Greenways, off Newmarket Road, and the Colman Road and Elizabeth Fry road area were all among the most expensive areas.
At the other end of the scale, the cheapest neighbourhood in 2018 was the Springbank and Cavell Road area, at £152,676, and the Romany Road and Gertrude Road area, at £156,086.
Meanwhile, expanding villages on the edge of Norwich have seen some of the highest growth in Norfolk.

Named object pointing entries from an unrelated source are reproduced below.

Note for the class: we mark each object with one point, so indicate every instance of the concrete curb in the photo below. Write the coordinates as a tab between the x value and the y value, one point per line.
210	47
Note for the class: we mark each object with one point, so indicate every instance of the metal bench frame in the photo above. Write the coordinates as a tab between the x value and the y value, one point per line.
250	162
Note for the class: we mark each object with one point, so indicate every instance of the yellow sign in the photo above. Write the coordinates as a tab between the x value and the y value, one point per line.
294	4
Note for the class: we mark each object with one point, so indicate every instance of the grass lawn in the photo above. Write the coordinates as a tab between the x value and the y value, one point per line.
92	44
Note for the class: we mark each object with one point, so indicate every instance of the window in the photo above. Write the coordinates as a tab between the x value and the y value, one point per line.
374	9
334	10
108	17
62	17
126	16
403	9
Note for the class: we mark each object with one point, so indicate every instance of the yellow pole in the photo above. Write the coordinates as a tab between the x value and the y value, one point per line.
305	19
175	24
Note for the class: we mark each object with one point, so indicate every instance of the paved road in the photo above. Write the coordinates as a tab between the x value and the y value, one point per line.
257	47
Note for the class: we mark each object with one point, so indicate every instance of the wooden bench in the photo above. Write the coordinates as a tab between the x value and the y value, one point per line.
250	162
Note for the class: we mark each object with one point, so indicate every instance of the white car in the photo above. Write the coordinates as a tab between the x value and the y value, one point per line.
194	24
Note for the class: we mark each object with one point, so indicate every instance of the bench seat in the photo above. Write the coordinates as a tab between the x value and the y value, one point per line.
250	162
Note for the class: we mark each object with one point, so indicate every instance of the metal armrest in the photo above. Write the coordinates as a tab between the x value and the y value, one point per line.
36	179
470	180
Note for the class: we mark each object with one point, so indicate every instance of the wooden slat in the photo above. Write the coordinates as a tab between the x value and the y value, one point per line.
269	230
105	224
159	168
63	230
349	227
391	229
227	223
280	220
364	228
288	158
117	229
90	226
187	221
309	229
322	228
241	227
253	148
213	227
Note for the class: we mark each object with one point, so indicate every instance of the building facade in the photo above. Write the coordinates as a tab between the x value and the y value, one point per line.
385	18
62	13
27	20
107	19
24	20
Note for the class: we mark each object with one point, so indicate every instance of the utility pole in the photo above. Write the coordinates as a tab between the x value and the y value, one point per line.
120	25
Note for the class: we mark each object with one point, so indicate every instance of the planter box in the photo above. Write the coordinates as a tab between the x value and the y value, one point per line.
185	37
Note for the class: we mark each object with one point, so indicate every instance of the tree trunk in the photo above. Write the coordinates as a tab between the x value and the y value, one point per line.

In Coltishall, average house prices rose 127pc, Stoke Holy Cross did so by 110pc, and 94pc in Surlingham.
Figures skew results for one street
While average property prices dropped over the decade in some parts in Norfolk, in Norwich costs have risen in almost every neighbourhood.
The figures showed that in the Munnings Road and Barclay Road area of Heartsease the average house price dropped by 28pc, from £220,714 to £158,889, the largest decline in Norfolk.
But Land Registry information reveals that in 2008, one large house along Munnings Road - which has since been split into several properties - was sold for £740,000.
The high sum skews the results and, when taken into account, brings the average house price for the area in 2008 back down to £134,000.
Other, smaller, drops were noted elsewhere, including 10pc in the Norvic Drive area of Unthank Road, down to £279,593, and 7pc in the George Pope Road area, down to £181,262.
In the Midland Street area of Dereham Road, prices remained largely unchanged one decade on.